Edward Guthmann of the San Francisco Chronicle opined the film is "a quiet character drama that illustrates the fragility of early love and the pain of a trust betrayed. Don't expect sitcom zingers, over mixed rock music or any other Hollywood youth-movie cliches -- this is a movie that disarms with its sincerity and frankness."

Much praise was given to Sarah Polley, with Janet Maslin of The New York Times wrote, "Ms. Polley in particular captures the full emotional range of a young woman trying on the mantle of a Guinevere." Kenneth Turan of the Los Angeles Times said Polley keeps the film and her character from falling into clichés.

Marjorie Baumgarten of The Austin Chronicle noted the film occasionally "bogs down during several fuzzily romantic interludes", but "the twist on this story makes for interesting viewing." She added, "As with her screenplay for The Truth About Cats and Dogs, Wells takes some old clichés about the sexes (in Truth, it was the conflict between beautiful and plain-looking women) and turns them inside out."

== Awards and nominations ==

Award: Category; Nominee; Result; Ref.
Deauville American Film Festival: Jury Special Prize; Audrey Wells; Won
Grand Special Prize: Nominated
Independent Spirit Awards: Best Supporting Female; Jean Smart; Nominated
Best Screenplay: Audrey Wells; Nominated
Moscow International Film Festival: Golden St.

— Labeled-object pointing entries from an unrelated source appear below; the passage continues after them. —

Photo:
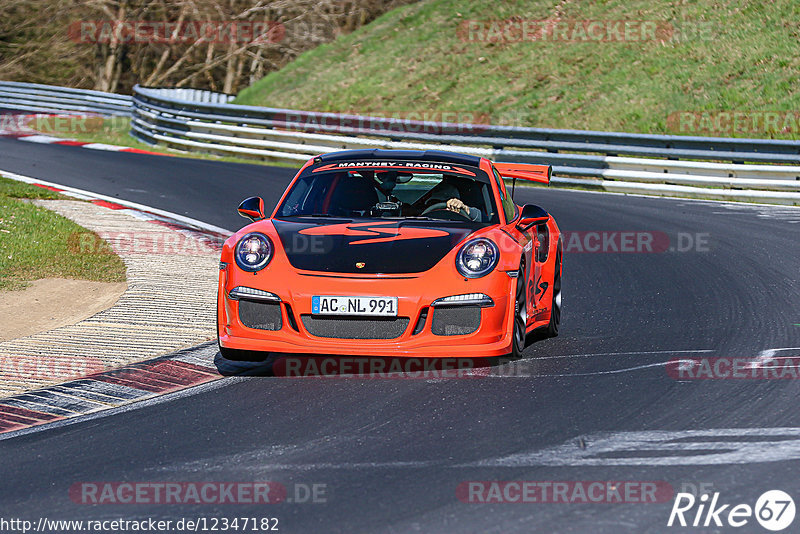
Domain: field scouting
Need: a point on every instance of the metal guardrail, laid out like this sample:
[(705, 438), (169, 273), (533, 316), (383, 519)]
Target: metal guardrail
[(52, 99), (597, 159), (206, 121)]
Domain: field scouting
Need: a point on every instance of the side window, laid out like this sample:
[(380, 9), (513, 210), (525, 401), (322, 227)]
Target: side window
[(508, 204)]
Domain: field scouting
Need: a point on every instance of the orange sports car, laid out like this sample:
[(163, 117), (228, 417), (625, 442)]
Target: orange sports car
[(392, 253)]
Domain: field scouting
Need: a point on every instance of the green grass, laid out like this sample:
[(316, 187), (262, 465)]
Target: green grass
[(743, 58), (38, 243)]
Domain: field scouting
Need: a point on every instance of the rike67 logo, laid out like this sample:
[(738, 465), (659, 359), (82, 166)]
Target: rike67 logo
[(774, 510)]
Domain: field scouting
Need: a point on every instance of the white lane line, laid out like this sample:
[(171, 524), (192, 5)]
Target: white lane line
[(175, 216), (565, 375)]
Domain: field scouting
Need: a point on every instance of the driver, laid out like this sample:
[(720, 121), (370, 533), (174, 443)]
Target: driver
[(447, 192)]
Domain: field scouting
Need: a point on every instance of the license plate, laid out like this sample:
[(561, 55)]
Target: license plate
[(331, 305)]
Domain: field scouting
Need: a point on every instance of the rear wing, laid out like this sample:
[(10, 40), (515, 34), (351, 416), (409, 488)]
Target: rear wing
[(525, 171)]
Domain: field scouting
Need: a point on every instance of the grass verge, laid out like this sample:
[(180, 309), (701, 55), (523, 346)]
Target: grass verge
[(38, 243)]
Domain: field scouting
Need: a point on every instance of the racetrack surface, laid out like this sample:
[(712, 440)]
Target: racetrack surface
[(392, 452)]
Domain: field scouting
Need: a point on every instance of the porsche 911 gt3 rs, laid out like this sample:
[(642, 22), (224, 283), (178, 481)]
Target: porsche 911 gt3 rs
[(392, 253)]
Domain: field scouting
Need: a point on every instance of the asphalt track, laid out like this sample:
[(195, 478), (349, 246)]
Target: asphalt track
[(392, 452)]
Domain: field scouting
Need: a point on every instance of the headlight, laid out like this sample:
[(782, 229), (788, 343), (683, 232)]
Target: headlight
[(253, 252), (477, 258)]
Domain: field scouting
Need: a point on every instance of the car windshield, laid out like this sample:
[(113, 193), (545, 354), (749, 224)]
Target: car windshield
[(369, 193)]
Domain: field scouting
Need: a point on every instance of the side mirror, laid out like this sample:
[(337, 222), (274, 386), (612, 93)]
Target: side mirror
[(531, 215), (252, 208)]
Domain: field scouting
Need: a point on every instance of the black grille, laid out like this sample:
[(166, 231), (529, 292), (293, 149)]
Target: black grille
[(355, 327), (260, 315), (456, 321)]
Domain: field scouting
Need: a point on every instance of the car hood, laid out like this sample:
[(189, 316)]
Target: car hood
[(369, 246)]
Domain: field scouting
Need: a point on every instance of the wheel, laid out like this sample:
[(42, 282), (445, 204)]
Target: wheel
[(520, 314), (555, 313)]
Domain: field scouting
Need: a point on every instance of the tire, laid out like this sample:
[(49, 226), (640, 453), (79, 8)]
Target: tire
[(555, 310), (520, 315)]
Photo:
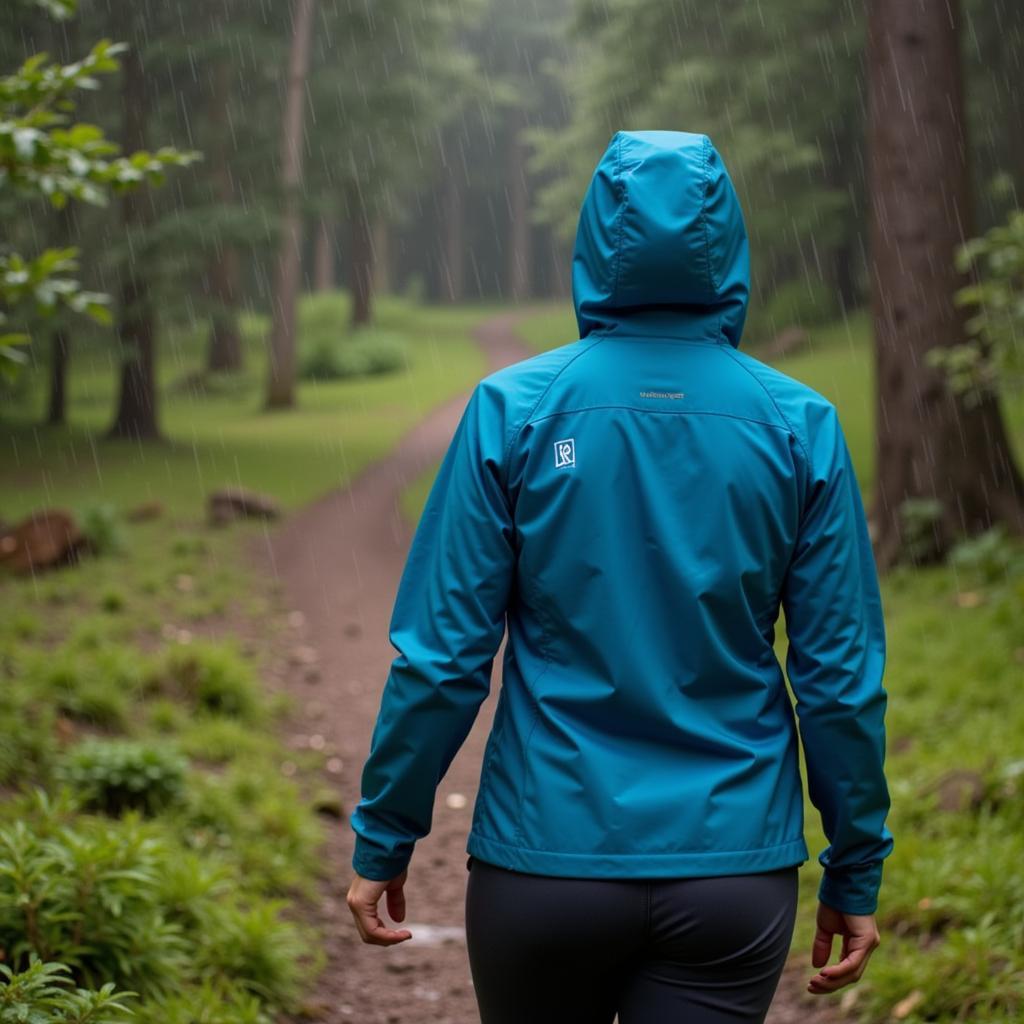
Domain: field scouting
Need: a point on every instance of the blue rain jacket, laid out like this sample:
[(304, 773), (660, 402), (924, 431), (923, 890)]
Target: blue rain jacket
[(635, 507)]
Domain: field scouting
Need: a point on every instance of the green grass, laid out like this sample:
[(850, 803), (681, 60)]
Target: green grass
[(227, 438), (120, 708)]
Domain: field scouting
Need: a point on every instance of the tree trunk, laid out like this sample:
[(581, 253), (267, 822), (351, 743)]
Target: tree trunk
[(224, 351), (929, 443), (382, 257), (517, 280), (324, 256), (361, 253), (64, 233), (454, 284), (281, 378), (136, 415)]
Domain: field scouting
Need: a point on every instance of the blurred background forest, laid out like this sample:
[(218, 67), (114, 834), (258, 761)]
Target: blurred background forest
[(249, 246)]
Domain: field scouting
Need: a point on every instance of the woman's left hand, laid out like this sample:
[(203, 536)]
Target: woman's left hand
[(364, 895)]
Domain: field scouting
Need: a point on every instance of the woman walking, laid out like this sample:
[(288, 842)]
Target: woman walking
[(636, 507)]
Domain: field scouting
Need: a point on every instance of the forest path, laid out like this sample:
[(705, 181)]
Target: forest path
[(339, 561)]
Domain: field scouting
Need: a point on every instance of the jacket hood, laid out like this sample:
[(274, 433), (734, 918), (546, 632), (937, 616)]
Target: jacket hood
[(662, 247)]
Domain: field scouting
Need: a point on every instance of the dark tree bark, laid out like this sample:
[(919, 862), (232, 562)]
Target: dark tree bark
[(60, 336), (454, 268), (136, 415), (224, 351), (361, 257), (324, 256), (517, 278), (382, 257), (930, 444), (281, 378)]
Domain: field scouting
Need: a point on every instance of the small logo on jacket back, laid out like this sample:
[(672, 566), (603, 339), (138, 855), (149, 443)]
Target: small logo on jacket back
[(565, 453)]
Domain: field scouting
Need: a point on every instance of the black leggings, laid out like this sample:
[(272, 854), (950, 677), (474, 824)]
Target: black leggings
[(556, 950)]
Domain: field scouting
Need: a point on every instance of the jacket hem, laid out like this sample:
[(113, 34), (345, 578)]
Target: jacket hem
[(636, 865)]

George; Nominated
Sundance Film Festival: Waldo Salt Screenwriting Award; Won
Grand Jury Prize - Dramatic Feature: Nominated

==Home media and rights==
In the United States, it was released on VHS and DVD on March 14, 2000 by Buena Vista Home Entertainment (under the Miramax Home Entertainment banner).

In December 2010, Miramax was sold by The Walt Disney Company, their owners since 1993. That same month, the studio was taken over by private equity firm Filmyard Holdings. In 2011, Filmyard Holdings licensed the Miramax library to streamer Netflix. This streaming deal included Guinevere, and ran for five years, eventually ending on June 1, 2016.

Filmyard Holdings sold Miramax to Qatari company beIN Media Group in March 2016. In April 2020, ViacomCBS (now known as Paramount Skydance) acquired the rights to Miramax's library, after buying a 49% stake in the studio from beIN. Guinevere is among the 700 titles they acquired in the deal, and since April 2020, the film has been distributed by Paramount Pictures.